Cell-specific gene regulation in the developing human brain and genetic risk for neuropsychiatric disorders

Large-scale genetic studies have identified hundreds of regions of the human genome that commonly influence susceptibility to mental illnesses such as schizophrenia. The great majority of these risk variants are located in areas of the genome that do not encode proteins and are therefore thought to instead affect gene expression (i.e. the amount of that gene that the cell produces as RNA / protein). Recent studies indicate that many of these risk variants are active in the prenatal human brain, but the cells involved are unknown. We will use cutting-edge technology to determine the constituent cell types of 5 regions of the developing human brain and the genomic sites controlling gene expression within them. We will integrate these data with results from large genetic studies to delineate cell types of the prenatal brain that mediate genetic risk for psychiatric disorders. These studies will greatly advance our understanding of the cellular basis of major mental illnesses, which will promote improved treatments for these conditions.

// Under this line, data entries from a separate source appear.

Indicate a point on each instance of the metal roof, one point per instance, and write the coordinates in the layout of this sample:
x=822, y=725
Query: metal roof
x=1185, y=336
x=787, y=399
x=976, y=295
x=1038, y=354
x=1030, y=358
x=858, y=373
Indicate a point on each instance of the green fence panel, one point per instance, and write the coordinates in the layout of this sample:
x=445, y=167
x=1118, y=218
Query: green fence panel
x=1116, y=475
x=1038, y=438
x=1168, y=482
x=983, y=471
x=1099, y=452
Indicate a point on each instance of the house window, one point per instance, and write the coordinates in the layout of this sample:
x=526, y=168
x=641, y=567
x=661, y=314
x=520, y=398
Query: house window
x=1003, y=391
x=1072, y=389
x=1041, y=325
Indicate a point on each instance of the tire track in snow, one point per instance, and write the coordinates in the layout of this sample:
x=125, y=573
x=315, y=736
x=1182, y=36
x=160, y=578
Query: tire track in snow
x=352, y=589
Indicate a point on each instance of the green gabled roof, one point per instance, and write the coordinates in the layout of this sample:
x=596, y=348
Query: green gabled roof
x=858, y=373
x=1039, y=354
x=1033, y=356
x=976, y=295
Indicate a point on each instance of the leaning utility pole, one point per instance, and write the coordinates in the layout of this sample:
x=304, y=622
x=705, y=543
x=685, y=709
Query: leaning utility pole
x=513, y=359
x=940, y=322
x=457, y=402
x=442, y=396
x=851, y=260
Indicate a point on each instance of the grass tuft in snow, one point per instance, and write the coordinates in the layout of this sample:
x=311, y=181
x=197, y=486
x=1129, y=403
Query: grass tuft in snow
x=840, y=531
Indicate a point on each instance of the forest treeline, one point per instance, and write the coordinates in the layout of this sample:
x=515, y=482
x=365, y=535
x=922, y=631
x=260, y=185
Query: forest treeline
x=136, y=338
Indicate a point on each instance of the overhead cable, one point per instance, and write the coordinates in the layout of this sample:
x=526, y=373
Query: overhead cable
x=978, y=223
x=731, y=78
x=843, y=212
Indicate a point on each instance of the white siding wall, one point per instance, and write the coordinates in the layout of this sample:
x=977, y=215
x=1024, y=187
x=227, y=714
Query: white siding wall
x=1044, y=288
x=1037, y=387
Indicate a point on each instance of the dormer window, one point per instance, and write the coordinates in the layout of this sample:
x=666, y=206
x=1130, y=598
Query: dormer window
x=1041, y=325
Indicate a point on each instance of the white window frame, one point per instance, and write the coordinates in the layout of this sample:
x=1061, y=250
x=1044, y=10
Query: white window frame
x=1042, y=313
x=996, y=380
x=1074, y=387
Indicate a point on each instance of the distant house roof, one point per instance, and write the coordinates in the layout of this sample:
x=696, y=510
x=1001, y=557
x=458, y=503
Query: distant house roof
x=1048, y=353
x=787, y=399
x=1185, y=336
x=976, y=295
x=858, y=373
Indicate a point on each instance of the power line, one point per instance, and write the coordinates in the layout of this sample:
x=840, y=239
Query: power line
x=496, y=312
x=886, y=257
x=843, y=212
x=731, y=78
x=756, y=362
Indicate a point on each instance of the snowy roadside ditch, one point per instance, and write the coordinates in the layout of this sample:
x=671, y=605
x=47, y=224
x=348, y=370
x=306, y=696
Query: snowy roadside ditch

Large-scale genome-wide association studies (GWAS) have identified hundreds of risk loci that are commonly involved in neuropsychiatric disorders such as schizophrenia. Nearly all of these associations implicate non-coding regions of the genome and are therefore thought to reflect variants affecting gene regulation. Recent data indicate that an appreciable number of risk loci for neuropsychiatric disorders are active in the human prenatal brain, but the cells mediating these effects are unknown. We will perform single cell RNA sequencing and open chromatin profiling (ATAC-Seq) in order to define the constituent cell types of 5 regions of the human 2nd trimester foetal brain and the genomic sites controlling gene expression within them. We will integrate these data with results from large genomic studies of neuropsychiatric disorders in order to delineate cell types of the prenatal brain that mediate genetic risk for these conditions both at the polygenic level (through analyses of partitioned heritability) and at individual high-confidence risk loci. These studies will greatly improve our understanding of the aetiology and cellular basis of neuropsychiatric disorders as well as of gene regulation in the developing human brain.

Although neuropsychiatric disorders are common and associated with considerable individual and societal burden, we know very little about the underlying neurobiology of these conditions. Elucidating the molecular and cellular mechanisms by which identified genetic risk variants operate will be an essential first step in advancing our biological understanding of these disorders, with the ultimate goal of developing improved treatments and possibly even prevention strategies.

In the short term, the primary beneficiaries of our research will be other researchers in academia and industry. Our identification of foetal brain cells in which genetic risk variants for neuropsychiatric disorders are active will benefit research seeking to understand the biological basis of these conditions. For example, it will foster more valid cellular and animal models for these disorders, with which improved therapies can be developed and tested. In addition, our mapping of regulatory genomic sites and gene networks within defined cell populations of the foetal brain will advance understanding of gene regulation in human brain development more generally, and this is likely to be relevant to many other disorders of the central nervous system.

We will maximise the impact of this research by publishing our findings in open access journals, extensive data sharing, conference presentations, and rapid dissemination of findings to academic and industrial communities seeking to advance therapeutics for neuropsychiatric and other central nervous system disorders.